” My diploma has lost all value”
A decade of conflict has weighed heavily on Libya, a country with a rich cultural heritage and home to a generation of youth with dreams of successful careers and economic security.
Despite a recent let-up in the fighting, life has not returned to normal for young graduates like Ahmad and Israa, who are struggling to build a life against a backdrop of conflict, insecurity, and a global pandemic.
Ahmad, a petroleum engineering graduate, had planned for everything; except that the conflict in his country would drag on for a decade. “I was not very focused on what was going on outside the Faculty walls. My degree was my only focus”, he explains. “You can imagine how hard it was for me when I completed my degree and realized that my diploma had essentially lost its value. It was a shock”, Ahmed recalls, sat in his humble living room.
Sitting in front of him, his mother’s gaze is full of both great fondness and nagging worry, “He still hasn’t found a job yet, despite all his efforts”, Yasmine says sadly.
Ahmad joined the engineering Faculty in Khoms, a coastal city halfway between Tripoli and Misrata, with one goal in mind; In five years, and not one more, he would become an engineer, “just like my father,” he recalls proudly.
Indeed, he successfully followed the path that many had taken before him in the oil-rich country: he graduated, in 2019, with a degree in petroleum engineering.
But, meanwhile, as he studied and made plans for his future, the bitter conflict in Libya raged on. Over the years, the conflict forced countless families to flee their homes, losing both social support and work opportunities.
Many families like Ahmad’s are still wrestling with the debilitated economy, a political process mired by divisions, increasing prices, and a lack of liquidity.
And the hostilities kept coming, one after another, taking a toll on people’s lives and disrupting normal services such as healthcare, availability of clean water, and electricity.
“Employers outside Libya associate us with conflict; I have sent so many CVs and never received replies” regrets Ahmad
“The petroleum industry has been one of many affected sectors by the decades-long conflict”, explains Aisha Suliman, who monitors the livelihood program of the International Committee of the Red Cross (ICRC) in Khoms.

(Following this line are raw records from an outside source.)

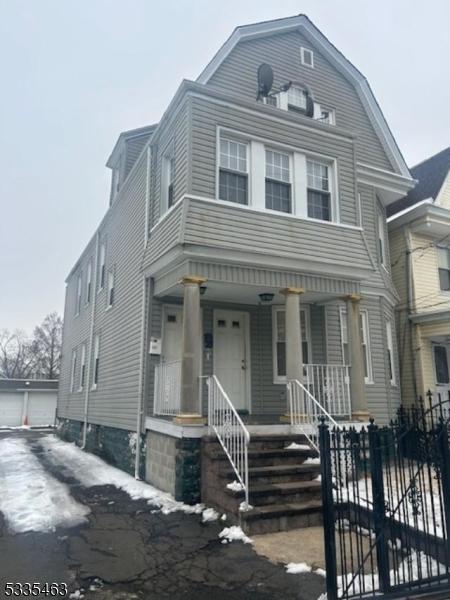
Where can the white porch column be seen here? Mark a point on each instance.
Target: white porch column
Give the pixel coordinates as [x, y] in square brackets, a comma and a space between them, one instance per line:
[360, 410]
[294, 356]
[190, 355]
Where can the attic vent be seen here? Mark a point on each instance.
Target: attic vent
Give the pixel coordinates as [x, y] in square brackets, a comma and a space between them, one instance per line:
[307, 57]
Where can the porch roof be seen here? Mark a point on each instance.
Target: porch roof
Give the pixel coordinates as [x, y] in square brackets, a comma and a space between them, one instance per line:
[240, 283]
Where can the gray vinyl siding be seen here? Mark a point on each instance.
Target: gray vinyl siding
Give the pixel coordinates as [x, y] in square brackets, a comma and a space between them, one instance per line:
[207, 116]
[114, 402]
[237, 75]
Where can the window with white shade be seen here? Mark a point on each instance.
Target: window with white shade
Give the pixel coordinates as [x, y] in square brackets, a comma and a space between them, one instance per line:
[278, 181]
[96, 362]
[102, 266]
[73, 371]
[82, 367]
[390, 352]
[233, 171]
[78, 297]
[444, 268]
[319, 190]
[88, 282]
[279, 341]
[364, 325]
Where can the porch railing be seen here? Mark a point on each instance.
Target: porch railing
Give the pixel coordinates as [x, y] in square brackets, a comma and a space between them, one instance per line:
[330, 386]
[306, 412]
[231, 432]
[167, 388]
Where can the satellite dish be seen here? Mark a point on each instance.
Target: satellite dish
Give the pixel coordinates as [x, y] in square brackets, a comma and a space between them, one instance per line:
[265, 79]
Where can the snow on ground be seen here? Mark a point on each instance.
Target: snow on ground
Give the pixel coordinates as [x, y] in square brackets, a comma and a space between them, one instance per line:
[30, 498]
[234, 533]
[91, 470]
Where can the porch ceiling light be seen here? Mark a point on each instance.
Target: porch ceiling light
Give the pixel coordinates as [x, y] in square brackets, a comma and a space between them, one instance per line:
[266, 297]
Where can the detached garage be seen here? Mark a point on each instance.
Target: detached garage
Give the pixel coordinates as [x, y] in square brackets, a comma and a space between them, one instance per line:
[27, 402]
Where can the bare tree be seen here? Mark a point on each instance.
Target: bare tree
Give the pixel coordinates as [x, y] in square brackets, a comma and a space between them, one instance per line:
[46, 344]
[17, 355]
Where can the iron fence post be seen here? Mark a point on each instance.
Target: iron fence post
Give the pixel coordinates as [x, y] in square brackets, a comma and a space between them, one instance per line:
[328, 511]
[379, 506]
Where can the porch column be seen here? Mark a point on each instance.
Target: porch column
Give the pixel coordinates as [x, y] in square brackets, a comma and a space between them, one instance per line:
[294, 357]
[358, 398]
[190, 354]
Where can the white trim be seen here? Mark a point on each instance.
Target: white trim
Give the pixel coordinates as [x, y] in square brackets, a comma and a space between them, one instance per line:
[302, 57]
[335, 57]
[276, 308]
[369, 380]
[247, 349]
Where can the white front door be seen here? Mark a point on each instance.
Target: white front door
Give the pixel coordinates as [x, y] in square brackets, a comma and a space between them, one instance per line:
[231, 355]
[172, 333]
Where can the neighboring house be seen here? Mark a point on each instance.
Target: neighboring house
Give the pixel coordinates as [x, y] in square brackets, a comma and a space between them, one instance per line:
[419, 237]
[28, 402]
[246, 237]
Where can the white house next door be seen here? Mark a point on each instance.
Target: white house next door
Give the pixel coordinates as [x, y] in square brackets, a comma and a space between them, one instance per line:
[231, 355]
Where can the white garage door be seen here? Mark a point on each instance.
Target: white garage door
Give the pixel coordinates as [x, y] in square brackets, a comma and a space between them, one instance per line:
[11, 406]
[41, 408]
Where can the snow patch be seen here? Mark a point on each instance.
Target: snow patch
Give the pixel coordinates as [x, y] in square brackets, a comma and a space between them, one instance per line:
[209, 514]
[232, 534]
[91, 470]
[30, 498]
[295, 568]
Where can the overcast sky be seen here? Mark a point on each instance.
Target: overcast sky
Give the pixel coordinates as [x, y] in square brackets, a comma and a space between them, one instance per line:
[76, 73]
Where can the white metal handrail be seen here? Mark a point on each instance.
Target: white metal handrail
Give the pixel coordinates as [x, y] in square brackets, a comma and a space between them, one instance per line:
[330, 385]
[231, 432]
[306, 412]
[167, 395]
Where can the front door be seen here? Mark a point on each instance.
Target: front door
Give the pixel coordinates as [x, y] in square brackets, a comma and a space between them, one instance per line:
[231, 355]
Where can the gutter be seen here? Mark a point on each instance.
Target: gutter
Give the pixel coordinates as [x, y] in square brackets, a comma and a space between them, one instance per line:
[91, 341]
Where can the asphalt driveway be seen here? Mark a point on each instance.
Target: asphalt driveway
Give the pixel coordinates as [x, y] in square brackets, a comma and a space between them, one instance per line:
[128, 549]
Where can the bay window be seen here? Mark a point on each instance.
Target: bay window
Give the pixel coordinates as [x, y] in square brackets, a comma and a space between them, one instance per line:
[278, 181]
[233, 174]
[319, 195]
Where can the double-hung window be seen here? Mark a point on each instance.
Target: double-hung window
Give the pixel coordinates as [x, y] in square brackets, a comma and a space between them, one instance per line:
[444, 268]
[279, 341]
[96, 361]
[364, 324]
[319, 190]
[390, 352]
[233, 171]
[278, 181]
[82, 367]
[73, 371]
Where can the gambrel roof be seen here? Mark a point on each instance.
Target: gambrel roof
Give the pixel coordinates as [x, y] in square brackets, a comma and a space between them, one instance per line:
[335, 57]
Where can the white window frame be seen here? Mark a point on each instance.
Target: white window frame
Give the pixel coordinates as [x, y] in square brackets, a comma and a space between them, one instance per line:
[239, 139]
[96, 362]
[89, 282]
[366, 340]
[102, 266]
[305, 309]
[110, 288]
[302, 57]
[390, 347]
[73, 369]
[82, 368]
[78, 296]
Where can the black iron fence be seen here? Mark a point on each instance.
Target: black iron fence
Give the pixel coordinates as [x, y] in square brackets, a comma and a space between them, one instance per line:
[386, 496]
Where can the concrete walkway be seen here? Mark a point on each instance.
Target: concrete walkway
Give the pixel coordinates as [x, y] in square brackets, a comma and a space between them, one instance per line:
[128, 550]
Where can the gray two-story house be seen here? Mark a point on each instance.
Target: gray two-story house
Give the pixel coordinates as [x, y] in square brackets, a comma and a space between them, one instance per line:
[241, 274]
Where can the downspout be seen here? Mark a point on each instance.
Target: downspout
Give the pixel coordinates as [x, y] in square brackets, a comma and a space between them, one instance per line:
[91, 341]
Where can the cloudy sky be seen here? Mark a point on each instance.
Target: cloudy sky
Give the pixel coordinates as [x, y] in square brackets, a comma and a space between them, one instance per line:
[74, 73]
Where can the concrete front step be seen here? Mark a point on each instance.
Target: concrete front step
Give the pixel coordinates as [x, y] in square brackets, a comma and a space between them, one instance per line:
[282, 517]
[276, 474]
[279, 493]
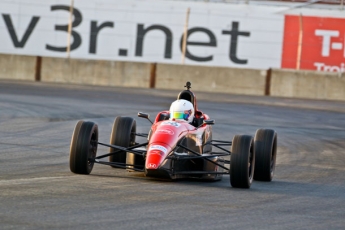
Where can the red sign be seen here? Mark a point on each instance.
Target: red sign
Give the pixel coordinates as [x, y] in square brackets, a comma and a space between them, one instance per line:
[322, 45]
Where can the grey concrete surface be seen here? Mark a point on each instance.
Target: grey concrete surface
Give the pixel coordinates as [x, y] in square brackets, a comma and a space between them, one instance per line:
[95, 72]
[307, 84]
[38, 191]
[212, 79]
[17, 67]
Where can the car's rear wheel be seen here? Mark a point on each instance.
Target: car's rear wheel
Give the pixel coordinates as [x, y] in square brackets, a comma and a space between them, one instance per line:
[83, 148]
[242, 161]
[123, 134]
[265, 143]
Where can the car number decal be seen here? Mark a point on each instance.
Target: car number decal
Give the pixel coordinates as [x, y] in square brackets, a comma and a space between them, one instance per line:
[172, 123]
[158, 147]
[151, 166]
[165, 131]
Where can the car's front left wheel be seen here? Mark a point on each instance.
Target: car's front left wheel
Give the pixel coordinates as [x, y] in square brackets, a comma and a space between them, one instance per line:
[83, 148]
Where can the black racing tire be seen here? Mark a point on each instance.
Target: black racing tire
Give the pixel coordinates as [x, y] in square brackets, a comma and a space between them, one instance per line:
[122, 134]
[83, 147]
[265, 143]
[242, 161]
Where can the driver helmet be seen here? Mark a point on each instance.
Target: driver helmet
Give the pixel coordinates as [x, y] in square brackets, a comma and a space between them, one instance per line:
[182, 110]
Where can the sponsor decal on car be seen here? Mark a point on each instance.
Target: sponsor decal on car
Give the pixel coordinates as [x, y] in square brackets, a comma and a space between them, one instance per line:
[172, 123]
[165, 131]
[151, 166]
[158, 147]
[198, 140]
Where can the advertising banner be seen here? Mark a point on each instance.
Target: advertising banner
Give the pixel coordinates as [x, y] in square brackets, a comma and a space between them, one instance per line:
[322, 43]
[226, 35]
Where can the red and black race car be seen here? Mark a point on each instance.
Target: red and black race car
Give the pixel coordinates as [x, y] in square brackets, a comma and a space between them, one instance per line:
[177, 147]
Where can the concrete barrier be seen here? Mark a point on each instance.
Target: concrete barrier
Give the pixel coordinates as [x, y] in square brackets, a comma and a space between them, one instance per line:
[16, 67]
[307, 84]
[211, 79]
[95, 72]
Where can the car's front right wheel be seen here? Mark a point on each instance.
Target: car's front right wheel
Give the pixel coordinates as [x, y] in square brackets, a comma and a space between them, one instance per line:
[242, 161]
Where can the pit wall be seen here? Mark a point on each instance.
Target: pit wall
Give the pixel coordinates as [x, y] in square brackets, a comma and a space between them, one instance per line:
[272, 82]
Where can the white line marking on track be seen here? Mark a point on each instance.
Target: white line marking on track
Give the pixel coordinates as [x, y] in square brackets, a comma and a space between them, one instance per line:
[28, 180]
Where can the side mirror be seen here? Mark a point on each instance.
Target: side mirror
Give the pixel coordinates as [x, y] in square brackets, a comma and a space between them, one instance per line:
[208, 122]
[143, 115]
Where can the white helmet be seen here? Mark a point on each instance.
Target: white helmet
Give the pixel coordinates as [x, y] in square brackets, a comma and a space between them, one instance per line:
[182, 109]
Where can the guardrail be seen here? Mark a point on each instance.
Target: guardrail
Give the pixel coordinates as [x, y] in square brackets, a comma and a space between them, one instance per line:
[271, 82]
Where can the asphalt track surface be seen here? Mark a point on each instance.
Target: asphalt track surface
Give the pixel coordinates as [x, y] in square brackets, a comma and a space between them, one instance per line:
[38, 191]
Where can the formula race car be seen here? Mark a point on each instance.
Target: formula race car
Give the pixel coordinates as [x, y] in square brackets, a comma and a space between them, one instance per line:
[179, 145]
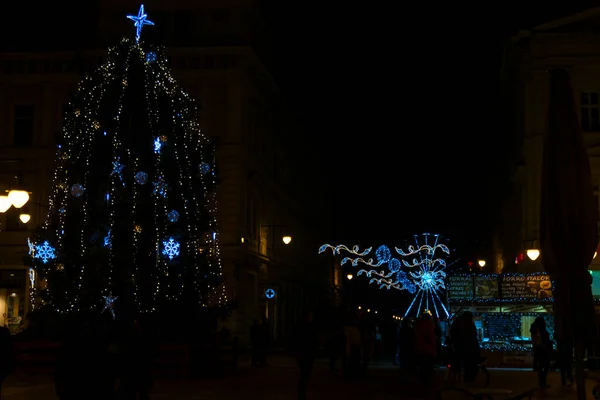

The ICRC program supports Libyans, many of them women, who want to start small businesses to provide for their families. And also for their children who struggle to find work.
“People who used to be employed in the petroleum field found themselves without work as foreign companies left the country because of the conflict. On top of that came COVID-19 that shrunk the global economy and the job market.”, said Aisha.
Another sector hard-hit by the ongoing conflict is the public sector. According to a World Bank Report published in 2015, this sector has traditionally been by far Libya’s biggest employer, hosting 85% of the total active labor force, and 93% of active women.
“Youth today can feel compelled to turn to the private sector, but it can’t absorb all those who used to work in the public sector”, adds Aisha.
Israa, 34, an ICT graduate, has longed to work in administration since she obtained her diploma in 2012. So has a sister, Fatma, who also was her classmate.
“Many public services, like health care centers, have been closed for years. There is no work; everything has stopped” Israa reiterates
What’s more, their two brothers are also unemployed, except when they are able to pick up daily work. But, Israa explains, “the problem is that we never know when work will come”. This leaves the four siblings relying on the social support their mother, a widow, receives each month.
Of course, work opportunities are even scarcer for all those displaced due to the conflict, who have to pay rent on top of all their expenses. Around 245,000 people still have not been able to return home and remain displaced inside Libya.
Reflecting on the last two years, Ahmad, perched on his mattress, contemplates his mother with a grounded calmness and determination. He remembers that the first year after his graduation, he took an additional course, still clinging to a sense of hope. This was a feeling he lost by the following year.
Today, he says that he has found it again, without explaining why. He wants, he said, to register for a master’s degree. “I don’t want to waste any more time.”